Tension hovered over the campus the next few days.  Picketers approached any car that wanted to enter the grounds.  Professors didn’t attend classes.  Good students worried about the status of their year, while bad students partied and drank.  I could feel the stress crawling through the residence hallways like a lurking monster.  The only respite I found was to walk by myself through the grounds, or to go off campus.

            Fortunately, our school was in one of Toronto’s nicest neighbourhoods.  Off the Bridle Path, most homes were worth millions.  There were trees everywhere.  Our own campus had been a wealthy family’s estate, bequeathed to the university for educational purposes.  The manor house, with its large rose garden, was now home to a student pub, art gallery and offices.  I enjoyed the crisp autumn air and the firework display of the leaves on the many trees almost as much as I had hated going to class.

            A lot of students were vacating the dorms to go home until the crisis was over.  Those that could.  Many lived in the residence because home was in another province or country.  Teri had been gone most of the week, and as a consequence, Daniel was grouchy.  As I came back from my walk, I spied him down the hall talking to a girl I recognized as Melody, one of his flings from earlier in the year.  She was laughing at something he said, and then brushed her hand down his thick arm.  I shook my head and went back to my room.

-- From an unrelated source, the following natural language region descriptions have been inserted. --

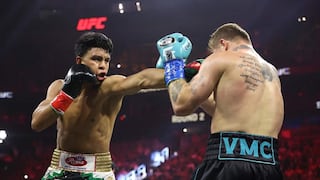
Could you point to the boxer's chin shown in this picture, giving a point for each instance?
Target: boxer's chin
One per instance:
(101, 78)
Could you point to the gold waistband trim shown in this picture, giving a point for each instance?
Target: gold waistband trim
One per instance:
(103, 161)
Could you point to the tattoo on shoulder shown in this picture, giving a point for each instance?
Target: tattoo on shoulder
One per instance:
(253, 72)
(242, 46)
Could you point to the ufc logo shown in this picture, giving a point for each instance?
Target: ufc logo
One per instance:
(90, 23)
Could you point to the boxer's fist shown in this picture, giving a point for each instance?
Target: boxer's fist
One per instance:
(76, 76)
(173, 46)
(191, 69)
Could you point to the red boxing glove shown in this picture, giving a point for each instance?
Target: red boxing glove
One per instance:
(61, 102)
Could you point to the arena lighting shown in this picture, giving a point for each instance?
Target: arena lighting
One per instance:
(6, 95)
(302, 19)
(3, 135)
(121, 8)
(91, 23)
(138, 5)
(185, 130)
(318, 104)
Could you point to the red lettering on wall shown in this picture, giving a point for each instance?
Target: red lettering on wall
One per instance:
(91, 23)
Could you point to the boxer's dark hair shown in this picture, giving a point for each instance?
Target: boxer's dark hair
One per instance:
(90, 40)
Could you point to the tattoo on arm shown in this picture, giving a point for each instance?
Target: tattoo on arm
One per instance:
(175, 89)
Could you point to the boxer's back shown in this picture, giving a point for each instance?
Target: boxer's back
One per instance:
(248, 96)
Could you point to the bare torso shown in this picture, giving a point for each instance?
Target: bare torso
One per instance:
(248, 96)
(87, 125)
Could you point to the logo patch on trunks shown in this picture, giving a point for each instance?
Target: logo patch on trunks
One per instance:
(77, 162)
(235, 146)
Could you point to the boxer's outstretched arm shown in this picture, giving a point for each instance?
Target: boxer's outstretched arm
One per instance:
(150, 78)
(187, 97)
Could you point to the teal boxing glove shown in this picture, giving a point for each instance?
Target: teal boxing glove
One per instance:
(173, 46)
(174, 49)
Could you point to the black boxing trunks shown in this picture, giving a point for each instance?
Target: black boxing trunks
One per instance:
(234, 155)
(65, 165)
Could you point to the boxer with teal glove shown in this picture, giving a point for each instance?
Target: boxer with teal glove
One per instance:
(174, 49)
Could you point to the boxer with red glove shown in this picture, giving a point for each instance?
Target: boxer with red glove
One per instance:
(76, 76)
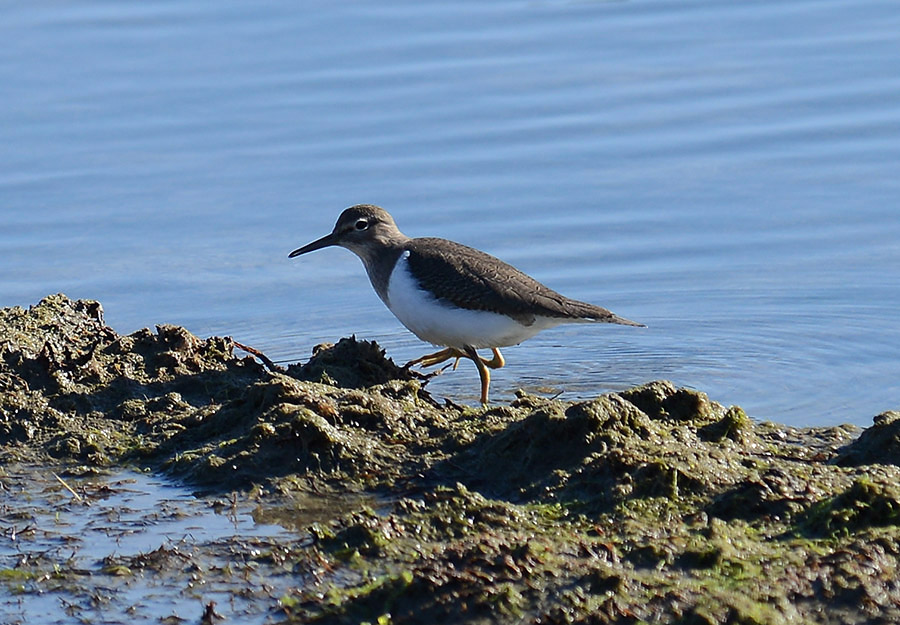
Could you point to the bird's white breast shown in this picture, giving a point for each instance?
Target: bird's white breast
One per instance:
(442, 324)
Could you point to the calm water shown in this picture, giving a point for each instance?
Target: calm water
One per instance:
(727, 173)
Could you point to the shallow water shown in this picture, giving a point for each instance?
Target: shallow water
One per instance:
(725, 173)
(126, 547)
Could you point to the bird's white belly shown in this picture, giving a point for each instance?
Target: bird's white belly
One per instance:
(445, 325)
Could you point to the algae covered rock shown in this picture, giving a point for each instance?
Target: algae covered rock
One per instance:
(651, 505)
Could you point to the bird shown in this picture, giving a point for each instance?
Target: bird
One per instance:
(451, 295)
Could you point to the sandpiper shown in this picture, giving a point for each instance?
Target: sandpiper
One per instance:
(451, 295)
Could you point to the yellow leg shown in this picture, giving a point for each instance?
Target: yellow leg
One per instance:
(482, 364)
(429, 360)
(496, 362)
(483, 372)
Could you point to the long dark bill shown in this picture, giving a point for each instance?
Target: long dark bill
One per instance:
(326, 241)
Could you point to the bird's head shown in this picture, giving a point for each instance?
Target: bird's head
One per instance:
(363, 229)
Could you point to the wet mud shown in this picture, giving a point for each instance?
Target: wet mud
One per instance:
(651, 505)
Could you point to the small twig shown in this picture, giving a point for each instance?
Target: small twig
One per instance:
(68, 488)
(271, 366)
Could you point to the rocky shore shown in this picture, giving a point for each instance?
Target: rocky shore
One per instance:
(652, 505)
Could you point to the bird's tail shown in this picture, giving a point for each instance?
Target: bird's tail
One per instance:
(589, 312)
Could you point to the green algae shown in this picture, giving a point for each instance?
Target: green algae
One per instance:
(651, 505)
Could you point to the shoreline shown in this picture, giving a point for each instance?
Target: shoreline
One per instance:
(653, 504)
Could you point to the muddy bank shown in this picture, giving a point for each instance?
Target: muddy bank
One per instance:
(650, 505)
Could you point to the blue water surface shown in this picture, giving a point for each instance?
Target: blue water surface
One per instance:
(726, 173)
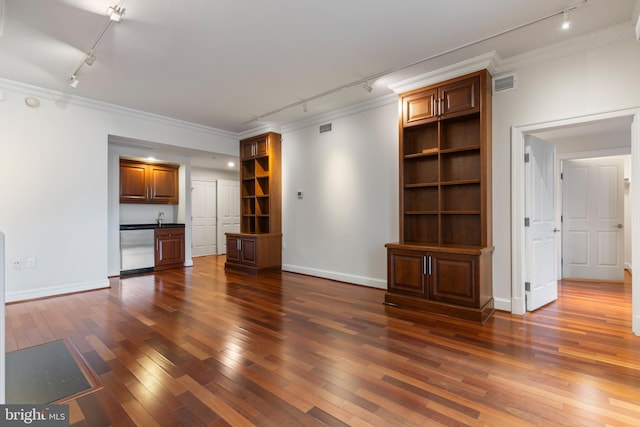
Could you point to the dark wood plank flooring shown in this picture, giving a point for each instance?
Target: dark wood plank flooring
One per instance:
(200, 346)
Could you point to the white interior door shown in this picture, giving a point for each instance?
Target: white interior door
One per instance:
(593, 218)
(229, 211)
(205, 222)
(540, 234)
(2, 322)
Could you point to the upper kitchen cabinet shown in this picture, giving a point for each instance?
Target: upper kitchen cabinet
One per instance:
(148, 182)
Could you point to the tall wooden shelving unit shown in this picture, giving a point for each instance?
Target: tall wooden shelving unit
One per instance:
(442, 263)
(258, 246)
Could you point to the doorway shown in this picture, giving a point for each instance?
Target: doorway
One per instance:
(630, 120)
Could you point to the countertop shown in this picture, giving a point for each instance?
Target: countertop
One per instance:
(150, 226)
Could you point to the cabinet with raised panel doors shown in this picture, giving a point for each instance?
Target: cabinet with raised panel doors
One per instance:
(442, 263)
(152, 183)
(169, 247)
(258, 246)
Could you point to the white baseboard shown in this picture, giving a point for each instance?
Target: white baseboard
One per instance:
(341, 277)
(502, 304)
(55, 290)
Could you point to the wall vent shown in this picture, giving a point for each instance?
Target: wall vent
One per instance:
(325, 128)
(504, 83)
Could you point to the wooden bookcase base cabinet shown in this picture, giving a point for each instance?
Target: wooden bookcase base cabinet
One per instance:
(254, 253)
(442, 263)
(449, 281)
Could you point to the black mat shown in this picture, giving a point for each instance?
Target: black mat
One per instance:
(44, 374)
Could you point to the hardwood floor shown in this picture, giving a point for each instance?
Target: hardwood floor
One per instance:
(200, 346)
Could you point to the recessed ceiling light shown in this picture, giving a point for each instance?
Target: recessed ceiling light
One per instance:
(32, 101)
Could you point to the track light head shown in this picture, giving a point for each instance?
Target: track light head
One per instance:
(566, 23)
(116, 13)
(90, 59)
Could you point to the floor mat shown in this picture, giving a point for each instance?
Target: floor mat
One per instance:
(48, 373)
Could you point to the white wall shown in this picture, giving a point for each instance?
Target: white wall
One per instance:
(600, 79)
(2, 322)
(349, 209)
(54, 184)
(205, 174)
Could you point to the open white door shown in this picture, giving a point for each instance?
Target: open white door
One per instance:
(228, 211)
(205, 222)
(593, 218)
(540, 234)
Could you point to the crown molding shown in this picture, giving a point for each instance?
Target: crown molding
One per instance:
(343, 112)
(64, 98)
(488, 61)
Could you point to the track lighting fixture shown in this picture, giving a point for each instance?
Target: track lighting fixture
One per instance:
(116, 13)
(90, 59)
(566, 23)
(73, 81)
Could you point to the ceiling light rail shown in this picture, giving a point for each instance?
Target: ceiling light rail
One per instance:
(114, 14)
(373, 77)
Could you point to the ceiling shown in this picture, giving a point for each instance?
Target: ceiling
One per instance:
(228, 64)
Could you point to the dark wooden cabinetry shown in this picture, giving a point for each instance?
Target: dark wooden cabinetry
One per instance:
(169, 248)
(253, 253)
(258, 246)
(443, 260)
(148, 182)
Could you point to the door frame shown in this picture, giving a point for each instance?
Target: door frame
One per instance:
(517, 204)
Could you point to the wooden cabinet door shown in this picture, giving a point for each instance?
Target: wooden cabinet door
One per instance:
(233, 253)
(169, 247)
(453, 278)
(460, 98)
(248, 253)
(419, 108)
(133, 186)
(163, 183)
(406, 272)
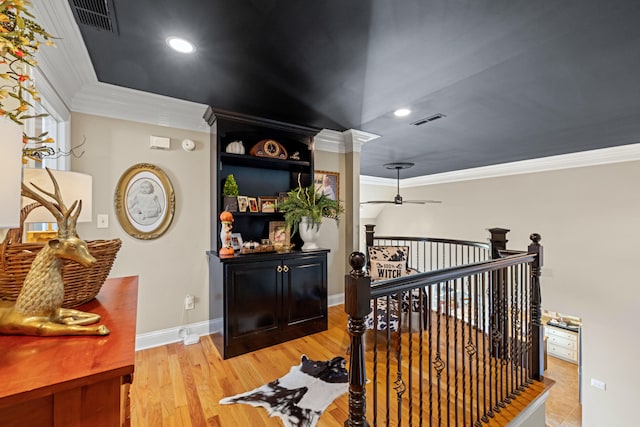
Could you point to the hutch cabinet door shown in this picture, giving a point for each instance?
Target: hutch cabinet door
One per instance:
(253, 300)
(305, 289)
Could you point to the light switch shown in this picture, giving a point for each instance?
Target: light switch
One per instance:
(598, 384)
(103, 221)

            By Friday I barely remembered the week.  I think that I spent most of it sleeping, catching up on the lack of rest from the past few months.  The residence was eerily quiet, like a ghost town.  I was bored stiff, having caught up on my readings and few assignments.  Going home for the weekend to work seemed a welcome break; at least I would be doing something, instead of just wasting time.

            My uncle drove up at the bus station.  I noted his grim expression immediately upon entering the vehicle.

            “What’s wrong?”

            “I guess you don’t need to worry about going to church this week.  It’s cordoned off for a police investigation.  Someone set the church school on fire.” He sighed, his fingers tightening on the steering wheel.

            “Who would do that?” I asked, my voice loud with outrage.  I felt my heart squeeze in my chest.  I put my hands on the dashboard for balance, trying to catch my breath.  My uncle watched this in silence.  I felt a roll of vertigo:  a mixture of rage, frustration and nausea.  When I came to my senses, he was watching me, quietly.

            “There are times in our lives where everything changes.”  He said unexpectedly.  “Sometimes we lose ourselves in those changes.  Sometimes we are tempted to become someone else.  And sometimes we find parts of ourselves that we never knew existed and become more fully what God made us to be.”

            He grew silent, and I realized that this was the longest speech I had ever heard him make.  I thought about asking him what he meant, or why he was telling me this.  Then I realized that part of what he was telling me was that I was responsible for figuring it out for myself.